Она приложила его руку к своему животу, и Ваня вежливо изобразил удивление. Вика поняла, что он не знает, откуда берутся дети.

— Малыш у меня в животике, — рассмеялась она, заметив его изумление, и обняла мальчика. Это был болезненно-сладкий миг. Вика сознавала, что ее отношения с Ваней скоро изменятся. Он перестанет занимать главное место в ее жизни. У нее появится собственный ребенок, и ему будут принадлежать все ее силы и мысли.

На другой день Сэра и Вика засели в офисе Алана за компьютер. Позвонила страшно взволнованная Линда. Скоро состоится заседание комиссии, которая должна принять окончательное решение о том, разрешено ли ей усыновить ребенка, сообщила она. На то, чтобы добиться его проведения, потребовалось девять месяцев.

Никакой уверенности, что социальные работники встанут на ее сторону, у Линды не было. Она нуждалась в дополнительных аргументах, чтобы доказать свою правоту. Вика набрала на компьютере Ванину историю. Описала государственные учреждения, в которых ему пришлось жить, условия, которые не давали ему развиваться. Она указала, что, несмотря на нормальную речь, он был направлен в детское отделение психоневрологического интерната, где единственный из шестидесяти детей умел говорить. Когда его вернули в дом ребенка, по уровню развития он напоминал двухлетнего малыша. Если его не усыновят, он окажется в такой же психушке, в какой один раз уже побывал.

“Я верю, что Ваня необыкновенный ребенок, — закончила Вика свое послание. — Он чутко улавливает самые тонкие переживания людей и понимает многое из того, что не под силу понять взрослому человеку. Он будет счастьем для любой семьи, потому что это заботливый мальчик, способный не только принимать любовь, но и отдавать ее!”
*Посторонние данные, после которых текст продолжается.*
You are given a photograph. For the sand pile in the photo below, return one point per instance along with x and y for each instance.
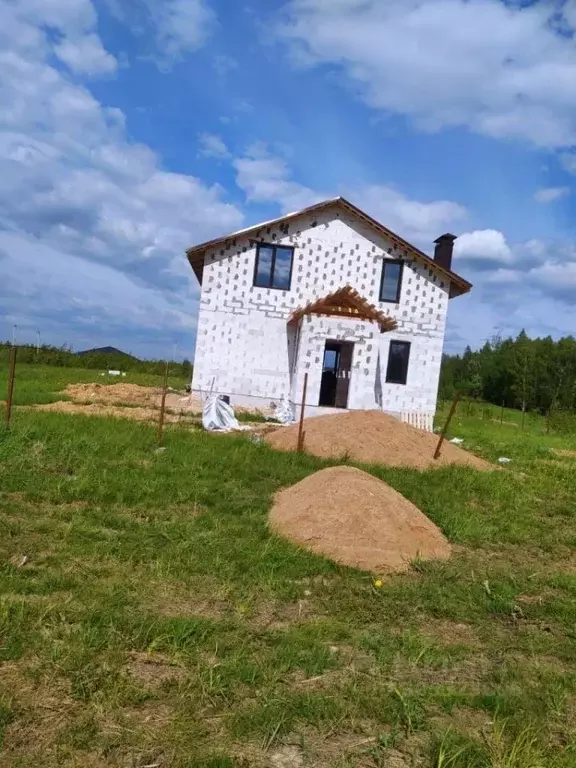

У Сэры появилась идея. Она вытащила факсы, полученные из Флориды от Салливанов, в которых они радостно рапортовали о поразительных успехах Андрея.

— Это тоже надо включить! Ведь это история лучшего друга Вани! И это Ваня всему научил Андрея.

Салливаны писали, что за первые пять месяцев Андрей подрос на целых десять сантиметров и стремительно осваивает английский язык. За короткое время он совершил рывок в умственном развитии от полутора до шести с половиной лет. Теперь он успешно учится ходить. О времени, прожитом в доме ребенка № 10, Андрей вспоминает так: “Мы ели, спали, ели, спали, вот и все”. Всплывало и нечто другое. Забрав Андрея из дома ребенка, родители обнаружили у него на попке множественные следы от уколов. У них исчезли последние сомнения: детей регулярно кололи снотворными препаратами, чтобы они спали до пяти часов вечера.

В Америке Андрея обследовали специалисты, которые исключили поставленные мальчику в России диагнозы: рахит и вывих обоих тазобедренных суставов. По поводу самого страшного диагноза — детский церебральный паралич — невролог сказал, что он настолько нерезко выражен, что не должен помешать ему самостоятельно передвигаться.

— Посмотрите, что американцы говорят о его неспособности ходить! — взвизгнула Сэра, ткнув пальцем в очередной факс. — Мы это подозревали! Они уверены, что его состояние — результат позорного невнимания. Все можно было исправить еще в младенчестве.

Сэра не могла сдержаться.

— Здесь в детских домах творятся сплошные преступления. Они получают недоношенных детей и делают из них инвалидов. Вместо того чтобы учить их ходить, они вообще не разрешают им двигаться. Держат их в кроватях или сажают с поджатыми ногами в ходунки, привязанные к манежу, и портят им ноги.

Вике слова Сэры показались излишне резкими.

—. Адель и воспитательницы вовсе не такие бессердечные, Сэра. Просто у них слишком много работы. Они еле успевают мыть и кормить малышей. Ни на что большее у них нет ни времени, ни сил.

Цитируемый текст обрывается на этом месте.